German Revolution Historiography Flashcards
Eric D Weitz
(revolution from below)
Revolution ‘spread from Kiel’
AJ Nicholl
(Revolution from below)
The most significant changes only happened after the Kiel mutiny, thus it was a revolution from below.
Detlev Peukert
(revolution from above)
The first phase of the revolution began at the end of Spetember 1918 when Germany’s leaders decided to face up to imminent defeat on the battlefield. But the origins of the revolution in fact ‘go back much further’ - to the disillusionment, dissatisifaction and anger caused by the authorities’ failure to win the war and failure to ensure that during the war standards of living did not fall and the burdens of war were shared equally.
William Carr
(revolution from below)
By the end of October 1918 ‘a revolutionary situation in Germany’. Wartime privation and hardship had eroded the old relationship between the Kaiser and his people.
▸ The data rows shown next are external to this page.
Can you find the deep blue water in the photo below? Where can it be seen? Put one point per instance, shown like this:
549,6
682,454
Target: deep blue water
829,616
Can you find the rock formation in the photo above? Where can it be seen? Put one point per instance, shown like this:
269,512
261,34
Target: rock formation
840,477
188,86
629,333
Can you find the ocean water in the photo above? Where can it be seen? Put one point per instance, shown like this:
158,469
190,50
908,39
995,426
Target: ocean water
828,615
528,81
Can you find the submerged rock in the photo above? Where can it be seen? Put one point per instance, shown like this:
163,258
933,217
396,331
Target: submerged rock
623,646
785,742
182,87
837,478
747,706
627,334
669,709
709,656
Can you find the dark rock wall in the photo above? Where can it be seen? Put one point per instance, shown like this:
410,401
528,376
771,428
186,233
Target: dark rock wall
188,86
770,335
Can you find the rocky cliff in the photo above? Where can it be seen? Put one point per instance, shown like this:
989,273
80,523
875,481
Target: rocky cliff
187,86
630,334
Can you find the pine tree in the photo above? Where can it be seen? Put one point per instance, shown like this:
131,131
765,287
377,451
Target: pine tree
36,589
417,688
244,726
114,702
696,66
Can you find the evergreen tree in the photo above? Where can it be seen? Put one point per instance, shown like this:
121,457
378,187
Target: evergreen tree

The shock of military defeat ‘was the last straw’. Even so, it is only with the actions of the sailors at Wilhelmshaven from 30th October that the revolution can be said to have truly began.
Eberhard Kolb
(Revolution from above)
The German Empire weathered the storm of war for as long as the majorty of Germans were brought up with the belief in ultimate victory, when this belief faded and military defeat was in sight the political and social tensions of the empire rapidly developed into an acute political crisis that ended in the collapse of the state, the coming of revolution and the founding of the Republic. It was the shock of the defeat that created ever-increasing support fro revolutionary groups from the population.
Stephen Lee
(revolution from below)
There is a strong case for saying that the revolution from below was the real revolution: there was an undeniably popular momentum for more radical change that swept away the constitutional compromises made by the government of Max von Baden. Revolution caused by “deafeat in the war, a disintegrating army and a radicalised Left.”